[PATCH bpf-next] bpf: Remove redundant free_verifier_state()/pop_stack()

Luis Gerhorst posted 1 patch 4 months ago
There is a newer version of this series
kernel/bpf/verifier.c | 26 +++++++++++---------------
1 file changed, 11 insertions(+), 15 deletions(-)
[PATCH bpf-next] bpf: Remove redundant free_verifier_state()/pop_stack()
Posted by Luis Gerhorst 4 months ago
This patch removes duplicated code.

Eduard points out [1]:

    Same cleanup cycles are done in push_stack() and push_async_cb(),
    both functions are only reachable from do_check_common() via
    do_check() -> do_check_insn().

    Hence, I think that cur state should not be freed in push_*()
    functions and pop_stack() loop there is not needed.

This would also fix the 'symptom' for [2], but the issue also has a
simpler fix which was sent separately. This fix also makes sure the
push_*() callers always return an error for which
error_recoverable_with_nospec(err) is false.
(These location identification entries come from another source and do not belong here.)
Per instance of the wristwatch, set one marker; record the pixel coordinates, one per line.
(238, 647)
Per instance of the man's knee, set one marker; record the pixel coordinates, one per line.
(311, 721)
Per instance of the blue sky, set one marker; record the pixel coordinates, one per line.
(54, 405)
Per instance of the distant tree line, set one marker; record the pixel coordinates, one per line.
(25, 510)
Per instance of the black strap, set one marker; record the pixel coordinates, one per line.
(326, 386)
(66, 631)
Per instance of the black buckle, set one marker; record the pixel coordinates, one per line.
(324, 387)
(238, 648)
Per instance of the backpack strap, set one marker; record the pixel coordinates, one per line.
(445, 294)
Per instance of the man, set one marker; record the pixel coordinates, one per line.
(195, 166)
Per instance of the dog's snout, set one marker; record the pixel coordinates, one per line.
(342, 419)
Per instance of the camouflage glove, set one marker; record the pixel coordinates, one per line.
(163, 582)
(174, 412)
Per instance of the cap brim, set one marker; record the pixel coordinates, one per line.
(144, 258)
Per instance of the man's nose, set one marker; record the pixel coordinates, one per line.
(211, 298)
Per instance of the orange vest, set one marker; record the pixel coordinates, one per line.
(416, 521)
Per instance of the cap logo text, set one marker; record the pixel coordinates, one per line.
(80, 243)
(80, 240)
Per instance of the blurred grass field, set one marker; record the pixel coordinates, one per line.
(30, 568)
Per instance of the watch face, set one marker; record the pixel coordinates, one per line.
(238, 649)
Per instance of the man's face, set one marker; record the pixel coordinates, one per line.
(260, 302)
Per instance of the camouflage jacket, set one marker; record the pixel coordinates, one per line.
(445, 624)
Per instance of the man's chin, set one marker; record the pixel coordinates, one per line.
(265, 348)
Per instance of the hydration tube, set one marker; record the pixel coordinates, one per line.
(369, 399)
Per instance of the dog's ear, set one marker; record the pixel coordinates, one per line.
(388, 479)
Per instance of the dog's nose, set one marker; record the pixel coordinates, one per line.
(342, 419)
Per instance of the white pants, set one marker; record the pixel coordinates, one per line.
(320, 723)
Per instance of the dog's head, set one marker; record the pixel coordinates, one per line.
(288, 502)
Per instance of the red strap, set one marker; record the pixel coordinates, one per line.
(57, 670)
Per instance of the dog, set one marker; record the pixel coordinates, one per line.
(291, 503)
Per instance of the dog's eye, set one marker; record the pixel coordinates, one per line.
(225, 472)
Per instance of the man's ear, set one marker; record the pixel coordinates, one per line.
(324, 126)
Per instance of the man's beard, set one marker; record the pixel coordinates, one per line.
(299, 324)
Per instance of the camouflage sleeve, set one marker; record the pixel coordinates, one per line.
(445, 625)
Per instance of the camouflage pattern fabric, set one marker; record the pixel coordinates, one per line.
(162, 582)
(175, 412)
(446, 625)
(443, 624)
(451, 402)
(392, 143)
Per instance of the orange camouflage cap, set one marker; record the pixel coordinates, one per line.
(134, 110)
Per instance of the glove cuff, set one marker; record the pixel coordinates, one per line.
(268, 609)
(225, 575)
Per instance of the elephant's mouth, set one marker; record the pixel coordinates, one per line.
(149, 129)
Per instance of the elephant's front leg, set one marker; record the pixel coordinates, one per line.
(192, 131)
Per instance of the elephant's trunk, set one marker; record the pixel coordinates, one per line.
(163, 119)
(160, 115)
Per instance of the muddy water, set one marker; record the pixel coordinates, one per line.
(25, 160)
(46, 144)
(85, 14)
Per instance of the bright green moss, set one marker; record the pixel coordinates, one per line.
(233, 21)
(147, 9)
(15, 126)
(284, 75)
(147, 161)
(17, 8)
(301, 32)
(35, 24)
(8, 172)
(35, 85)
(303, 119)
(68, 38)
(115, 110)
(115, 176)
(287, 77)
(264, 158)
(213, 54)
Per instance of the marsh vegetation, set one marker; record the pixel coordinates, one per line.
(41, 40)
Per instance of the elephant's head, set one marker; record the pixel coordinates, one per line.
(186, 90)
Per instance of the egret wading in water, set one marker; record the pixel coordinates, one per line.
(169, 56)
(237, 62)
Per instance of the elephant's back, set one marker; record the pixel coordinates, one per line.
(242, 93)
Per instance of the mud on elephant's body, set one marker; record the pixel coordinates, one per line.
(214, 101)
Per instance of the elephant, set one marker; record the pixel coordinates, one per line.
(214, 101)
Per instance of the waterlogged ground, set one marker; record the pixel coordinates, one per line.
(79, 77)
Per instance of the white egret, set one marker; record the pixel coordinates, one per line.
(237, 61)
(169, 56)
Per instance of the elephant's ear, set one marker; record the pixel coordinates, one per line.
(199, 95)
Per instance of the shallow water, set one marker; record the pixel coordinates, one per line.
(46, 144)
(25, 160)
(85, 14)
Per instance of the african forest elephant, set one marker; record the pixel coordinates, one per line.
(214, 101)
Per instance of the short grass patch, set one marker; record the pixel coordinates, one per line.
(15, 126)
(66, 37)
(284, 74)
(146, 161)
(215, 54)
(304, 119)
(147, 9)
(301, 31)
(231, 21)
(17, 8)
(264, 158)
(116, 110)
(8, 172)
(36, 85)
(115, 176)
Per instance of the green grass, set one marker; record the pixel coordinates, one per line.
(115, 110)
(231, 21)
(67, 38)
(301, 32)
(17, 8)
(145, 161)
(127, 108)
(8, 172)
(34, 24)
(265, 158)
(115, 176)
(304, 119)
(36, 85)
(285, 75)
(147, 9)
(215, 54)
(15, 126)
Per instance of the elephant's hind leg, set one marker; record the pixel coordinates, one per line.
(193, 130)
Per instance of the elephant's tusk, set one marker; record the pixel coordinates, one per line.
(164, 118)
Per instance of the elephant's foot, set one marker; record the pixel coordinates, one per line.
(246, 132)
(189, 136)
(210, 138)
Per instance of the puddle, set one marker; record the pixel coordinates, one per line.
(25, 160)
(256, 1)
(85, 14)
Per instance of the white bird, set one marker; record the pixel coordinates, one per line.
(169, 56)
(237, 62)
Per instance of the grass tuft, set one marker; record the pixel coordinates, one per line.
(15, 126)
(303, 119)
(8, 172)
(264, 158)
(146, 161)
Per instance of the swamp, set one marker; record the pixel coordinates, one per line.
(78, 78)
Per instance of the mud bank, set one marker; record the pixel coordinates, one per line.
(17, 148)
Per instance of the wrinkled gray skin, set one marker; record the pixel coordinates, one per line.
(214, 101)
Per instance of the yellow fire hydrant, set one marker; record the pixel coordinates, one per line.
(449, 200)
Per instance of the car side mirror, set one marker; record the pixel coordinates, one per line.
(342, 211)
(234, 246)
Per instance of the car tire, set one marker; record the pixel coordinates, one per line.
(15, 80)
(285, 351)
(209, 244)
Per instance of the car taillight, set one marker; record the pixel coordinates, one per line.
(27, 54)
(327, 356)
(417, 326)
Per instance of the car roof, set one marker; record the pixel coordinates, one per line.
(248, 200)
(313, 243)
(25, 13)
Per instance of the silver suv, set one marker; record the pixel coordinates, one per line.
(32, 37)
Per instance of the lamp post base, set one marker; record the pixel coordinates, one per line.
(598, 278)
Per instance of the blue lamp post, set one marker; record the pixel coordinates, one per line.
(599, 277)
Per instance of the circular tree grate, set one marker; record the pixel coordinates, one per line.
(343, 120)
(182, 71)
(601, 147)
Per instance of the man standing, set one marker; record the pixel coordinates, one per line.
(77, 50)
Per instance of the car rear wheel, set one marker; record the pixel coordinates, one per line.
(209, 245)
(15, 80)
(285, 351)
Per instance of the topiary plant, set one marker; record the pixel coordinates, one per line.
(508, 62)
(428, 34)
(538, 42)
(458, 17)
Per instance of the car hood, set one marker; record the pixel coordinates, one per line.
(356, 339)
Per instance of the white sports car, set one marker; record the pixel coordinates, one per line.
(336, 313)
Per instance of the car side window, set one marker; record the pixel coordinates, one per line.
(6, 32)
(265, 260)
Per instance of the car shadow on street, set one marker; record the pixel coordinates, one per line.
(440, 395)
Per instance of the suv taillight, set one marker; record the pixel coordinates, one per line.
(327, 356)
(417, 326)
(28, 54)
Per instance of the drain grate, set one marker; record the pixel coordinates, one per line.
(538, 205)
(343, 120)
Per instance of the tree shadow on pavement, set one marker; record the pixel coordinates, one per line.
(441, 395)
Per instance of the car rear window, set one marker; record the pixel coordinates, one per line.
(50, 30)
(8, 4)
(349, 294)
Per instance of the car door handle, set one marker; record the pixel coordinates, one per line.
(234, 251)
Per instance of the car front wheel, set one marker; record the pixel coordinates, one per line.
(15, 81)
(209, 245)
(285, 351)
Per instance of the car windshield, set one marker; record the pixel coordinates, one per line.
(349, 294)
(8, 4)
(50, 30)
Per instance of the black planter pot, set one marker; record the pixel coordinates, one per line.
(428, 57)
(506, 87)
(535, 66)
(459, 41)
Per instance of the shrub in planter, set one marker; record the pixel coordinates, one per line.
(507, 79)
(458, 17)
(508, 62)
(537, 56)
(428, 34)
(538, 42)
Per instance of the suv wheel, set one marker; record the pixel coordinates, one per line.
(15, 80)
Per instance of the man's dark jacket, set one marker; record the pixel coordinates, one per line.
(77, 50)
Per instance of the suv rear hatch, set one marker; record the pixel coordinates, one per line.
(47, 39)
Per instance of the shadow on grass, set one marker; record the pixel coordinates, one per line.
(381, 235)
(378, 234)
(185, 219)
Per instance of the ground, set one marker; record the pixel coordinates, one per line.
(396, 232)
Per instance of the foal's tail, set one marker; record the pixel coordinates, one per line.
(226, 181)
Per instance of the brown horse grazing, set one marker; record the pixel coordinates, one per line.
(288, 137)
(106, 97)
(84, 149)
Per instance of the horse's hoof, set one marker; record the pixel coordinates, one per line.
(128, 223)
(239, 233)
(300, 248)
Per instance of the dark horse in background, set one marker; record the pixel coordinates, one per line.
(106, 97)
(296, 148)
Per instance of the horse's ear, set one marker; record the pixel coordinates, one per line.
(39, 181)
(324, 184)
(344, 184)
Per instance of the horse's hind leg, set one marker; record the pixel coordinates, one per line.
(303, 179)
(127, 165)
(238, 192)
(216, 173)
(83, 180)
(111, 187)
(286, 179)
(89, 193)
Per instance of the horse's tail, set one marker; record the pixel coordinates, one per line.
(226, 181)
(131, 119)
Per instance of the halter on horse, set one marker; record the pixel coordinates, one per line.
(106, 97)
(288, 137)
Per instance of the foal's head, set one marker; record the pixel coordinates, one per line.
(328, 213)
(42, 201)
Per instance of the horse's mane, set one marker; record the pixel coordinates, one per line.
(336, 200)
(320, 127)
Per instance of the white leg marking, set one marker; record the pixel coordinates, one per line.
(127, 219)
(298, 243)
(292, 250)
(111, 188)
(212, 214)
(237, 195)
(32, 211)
This is required because
otherwise we try to recover and access the stale `state`.

[1] https://lore.kernel.org/all/b6931bd0dd72327c55287862f821ca6c4c3eb69a.camel@gmail.com/
[2] https://lore.kernel.org/all/68497853.050a0220.33aa0e.036a.GAE@google.com/

Reported-by: Eduard Zingerman <eddyz87@gmail.com>
Link: https://lore.kernel.org/all/b6931bd0dd72327c55287862f821ca6c4c3eb69a.camel@gmail.com/
Signed-off-by: Luis Gerhorst <luis.gerhorst@fau.de>
---
 kernel/bpf/verifier.c | 26 +++++++++++---------------
 1 file changed, 11 insertions(+), 15 deletions(-)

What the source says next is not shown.